Mass spectrometry data analysis
Mass spectrometry. RAW data files for SNP rs17651213 were imported and processed with Progenesis QI for Proteomics software (Nonlinear Dynamics). The H1 probe sample data were selected as the alignment reference for all the replicates in the alignments of ion density maps. Automatic alignment was first performed followed by manual reviewing of the alignments. Peptide ions with a charge between 2 and 4 were included. Peptide abundance normalisation was performed automatically by the software. A between-subject design was set for analysed runs. Protein identification was performed using MS/MS ions search on the Computation Biology Research Group (Oxford University) Mascot Server (Matrix Science). Peptide ions were searched against the UPR_HomoSapiens database with fixed modifications set for carbamidomethyl at cysteine residues and variable modifications set for oxidation at methionine residues. Completed protein identifications were imported back into Progenesis QI for matching to their corresponding detected peptide ions. Proteins were quantified by Progenesis QI using a relative quantitation method using non-conflicting peptides.
Mass spectrometry. RAW data files for SNP rs1800547 were imported and processed with MaxQuant [
35]. A minimum of two unique peptides were required to protein quantification, peptide abundances were normalised using the iBAQ algorithm. Peptide ions were searched against the UniProtHomo Sapiens database with fixed modifications set for carbamidomethyl at cysteine residues and protein identifications were obtained.
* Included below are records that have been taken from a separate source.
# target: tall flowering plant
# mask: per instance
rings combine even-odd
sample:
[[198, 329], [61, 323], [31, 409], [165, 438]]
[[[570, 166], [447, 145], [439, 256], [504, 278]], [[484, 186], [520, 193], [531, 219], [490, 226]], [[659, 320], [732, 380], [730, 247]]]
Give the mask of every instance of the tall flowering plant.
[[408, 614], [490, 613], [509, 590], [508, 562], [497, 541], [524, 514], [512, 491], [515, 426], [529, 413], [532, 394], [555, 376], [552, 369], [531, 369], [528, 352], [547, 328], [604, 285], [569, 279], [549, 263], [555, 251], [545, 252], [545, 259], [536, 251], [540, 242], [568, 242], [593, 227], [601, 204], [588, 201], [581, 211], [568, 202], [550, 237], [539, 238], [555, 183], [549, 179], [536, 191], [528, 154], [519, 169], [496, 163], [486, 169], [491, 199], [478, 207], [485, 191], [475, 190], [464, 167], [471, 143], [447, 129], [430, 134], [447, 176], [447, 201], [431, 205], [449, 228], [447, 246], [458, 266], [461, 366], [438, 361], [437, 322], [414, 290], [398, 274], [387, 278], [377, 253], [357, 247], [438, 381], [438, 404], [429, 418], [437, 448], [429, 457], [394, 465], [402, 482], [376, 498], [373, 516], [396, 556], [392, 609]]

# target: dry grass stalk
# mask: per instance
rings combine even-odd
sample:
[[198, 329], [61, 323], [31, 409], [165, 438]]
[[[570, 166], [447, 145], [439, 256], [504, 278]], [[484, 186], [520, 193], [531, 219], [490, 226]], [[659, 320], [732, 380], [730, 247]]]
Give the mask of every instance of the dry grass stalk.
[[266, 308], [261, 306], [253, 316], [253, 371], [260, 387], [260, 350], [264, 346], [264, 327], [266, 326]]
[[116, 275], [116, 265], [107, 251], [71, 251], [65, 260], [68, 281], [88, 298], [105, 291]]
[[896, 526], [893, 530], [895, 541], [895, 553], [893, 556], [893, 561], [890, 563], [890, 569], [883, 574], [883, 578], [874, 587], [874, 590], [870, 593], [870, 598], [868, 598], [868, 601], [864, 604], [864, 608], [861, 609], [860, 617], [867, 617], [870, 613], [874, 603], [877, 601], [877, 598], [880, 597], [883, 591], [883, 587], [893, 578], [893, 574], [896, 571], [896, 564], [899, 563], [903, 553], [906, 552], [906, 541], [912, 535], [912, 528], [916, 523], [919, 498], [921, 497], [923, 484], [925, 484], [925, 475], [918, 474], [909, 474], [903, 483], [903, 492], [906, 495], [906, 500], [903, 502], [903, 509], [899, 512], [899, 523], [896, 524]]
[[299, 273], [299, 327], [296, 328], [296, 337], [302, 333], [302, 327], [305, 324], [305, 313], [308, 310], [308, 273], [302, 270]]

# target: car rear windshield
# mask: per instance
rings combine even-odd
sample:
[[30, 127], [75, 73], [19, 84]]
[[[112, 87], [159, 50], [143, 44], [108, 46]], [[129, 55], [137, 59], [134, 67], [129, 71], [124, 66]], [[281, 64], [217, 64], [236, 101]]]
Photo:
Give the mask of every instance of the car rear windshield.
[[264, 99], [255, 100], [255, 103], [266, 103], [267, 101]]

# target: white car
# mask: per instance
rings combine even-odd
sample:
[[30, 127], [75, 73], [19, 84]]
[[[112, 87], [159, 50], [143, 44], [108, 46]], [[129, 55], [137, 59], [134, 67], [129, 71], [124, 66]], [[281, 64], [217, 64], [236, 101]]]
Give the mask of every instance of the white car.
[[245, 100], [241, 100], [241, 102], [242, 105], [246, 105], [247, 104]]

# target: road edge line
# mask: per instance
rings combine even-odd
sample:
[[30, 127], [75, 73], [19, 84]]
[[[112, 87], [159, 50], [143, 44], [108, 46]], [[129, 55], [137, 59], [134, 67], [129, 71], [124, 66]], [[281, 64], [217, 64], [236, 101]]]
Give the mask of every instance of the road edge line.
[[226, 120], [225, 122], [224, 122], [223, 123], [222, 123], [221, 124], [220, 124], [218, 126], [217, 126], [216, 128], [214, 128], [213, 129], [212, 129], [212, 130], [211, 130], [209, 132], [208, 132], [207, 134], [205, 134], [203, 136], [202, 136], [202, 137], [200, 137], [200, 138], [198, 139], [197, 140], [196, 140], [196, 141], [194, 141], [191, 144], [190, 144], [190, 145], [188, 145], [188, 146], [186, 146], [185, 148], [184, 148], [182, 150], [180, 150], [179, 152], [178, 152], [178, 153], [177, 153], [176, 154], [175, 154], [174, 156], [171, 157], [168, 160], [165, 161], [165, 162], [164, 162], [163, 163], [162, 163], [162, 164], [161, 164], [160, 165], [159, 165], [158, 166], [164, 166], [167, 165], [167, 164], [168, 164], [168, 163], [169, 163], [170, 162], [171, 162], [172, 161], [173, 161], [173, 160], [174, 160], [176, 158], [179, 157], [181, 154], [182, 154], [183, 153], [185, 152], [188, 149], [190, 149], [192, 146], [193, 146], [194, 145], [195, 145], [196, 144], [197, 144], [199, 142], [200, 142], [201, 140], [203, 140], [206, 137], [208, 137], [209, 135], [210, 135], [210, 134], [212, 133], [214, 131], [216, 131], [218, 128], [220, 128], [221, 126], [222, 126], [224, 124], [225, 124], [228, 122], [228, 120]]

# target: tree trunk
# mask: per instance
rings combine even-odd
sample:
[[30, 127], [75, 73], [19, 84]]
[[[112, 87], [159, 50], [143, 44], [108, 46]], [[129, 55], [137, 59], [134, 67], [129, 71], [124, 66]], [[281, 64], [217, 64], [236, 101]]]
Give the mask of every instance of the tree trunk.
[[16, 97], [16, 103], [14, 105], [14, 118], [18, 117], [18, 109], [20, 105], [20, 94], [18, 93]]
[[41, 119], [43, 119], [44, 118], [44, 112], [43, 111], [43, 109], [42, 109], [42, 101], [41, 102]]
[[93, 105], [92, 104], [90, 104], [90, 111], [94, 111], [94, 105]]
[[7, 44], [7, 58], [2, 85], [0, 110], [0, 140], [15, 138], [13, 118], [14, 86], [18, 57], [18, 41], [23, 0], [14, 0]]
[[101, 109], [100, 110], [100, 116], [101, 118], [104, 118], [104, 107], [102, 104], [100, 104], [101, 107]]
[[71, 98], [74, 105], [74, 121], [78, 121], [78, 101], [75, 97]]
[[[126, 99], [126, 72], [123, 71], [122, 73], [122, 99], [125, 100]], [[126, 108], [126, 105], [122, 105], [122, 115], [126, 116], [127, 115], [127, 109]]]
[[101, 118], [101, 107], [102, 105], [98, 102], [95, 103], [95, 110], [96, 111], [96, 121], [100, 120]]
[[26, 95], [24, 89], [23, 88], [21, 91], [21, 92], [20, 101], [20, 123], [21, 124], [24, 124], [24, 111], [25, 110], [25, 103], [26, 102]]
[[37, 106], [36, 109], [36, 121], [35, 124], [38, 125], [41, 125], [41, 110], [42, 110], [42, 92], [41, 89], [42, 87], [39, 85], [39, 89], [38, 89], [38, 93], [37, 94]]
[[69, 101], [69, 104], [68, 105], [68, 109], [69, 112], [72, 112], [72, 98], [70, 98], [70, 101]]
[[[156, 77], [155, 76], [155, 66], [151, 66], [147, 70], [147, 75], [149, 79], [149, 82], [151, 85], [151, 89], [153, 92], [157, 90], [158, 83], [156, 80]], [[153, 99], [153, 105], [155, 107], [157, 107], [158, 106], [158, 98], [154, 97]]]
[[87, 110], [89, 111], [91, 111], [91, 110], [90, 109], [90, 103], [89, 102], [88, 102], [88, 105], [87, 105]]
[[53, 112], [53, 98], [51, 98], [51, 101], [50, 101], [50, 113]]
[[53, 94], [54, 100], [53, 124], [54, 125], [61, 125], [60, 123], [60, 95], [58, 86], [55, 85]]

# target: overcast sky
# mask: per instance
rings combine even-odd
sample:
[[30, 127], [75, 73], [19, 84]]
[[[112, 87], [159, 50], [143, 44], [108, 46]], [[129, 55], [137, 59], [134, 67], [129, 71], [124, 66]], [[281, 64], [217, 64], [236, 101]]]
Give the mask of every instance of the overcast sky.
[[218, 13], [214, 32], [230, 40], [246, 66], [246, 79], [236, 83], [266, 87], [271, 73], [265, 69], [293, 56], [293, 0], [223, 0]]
To identify splicing factors interacting with the RNA probes, proteins were matched to a list of 71 experimentally validated splicing factors obtained from the SpliceAid-F database (
http://srv00.recas.ba.infn.it/SpliceAidF/) [
36]. Candidate splice factors were manually curated by (Additional file
1: Table S4) excluding factors in the three experimental replicates where the H1/H2 protein abundance ratios were not consistently above or below 1 across replicates. At least two replicates were used in the final results. Splice factors with ratios of abundance between 1.2 and 0.8 were further excluded as candidates.
Western blot
RNA pull-down fractions were denatured in Lamelli buffer (6X: 12% SDS, 30% β-mercaptoethanol, 60% glycerol, 0.012% bromophenol blue, 375 mM Tris pH 6.8) at 95 °C for 10 min. Following denaturation, proteins were separated by polyacrylamide gel at 200 V for ~45 min. Proteins were transferred using the Trans-Blot Turbo Transfer System (BioRad) onto polyvinylidene fluoride membrane contained in the Trans-Blot Turbo PVDF Transfer Packs (BioRad) according to the manufacturer’s protocol. Specific proteins were detected using anti-hnRNP F (IQ208 Immuquest) and anti-hnRNP Q (ab189405 Abcam) antibodies according to the manufacturer’s protocol.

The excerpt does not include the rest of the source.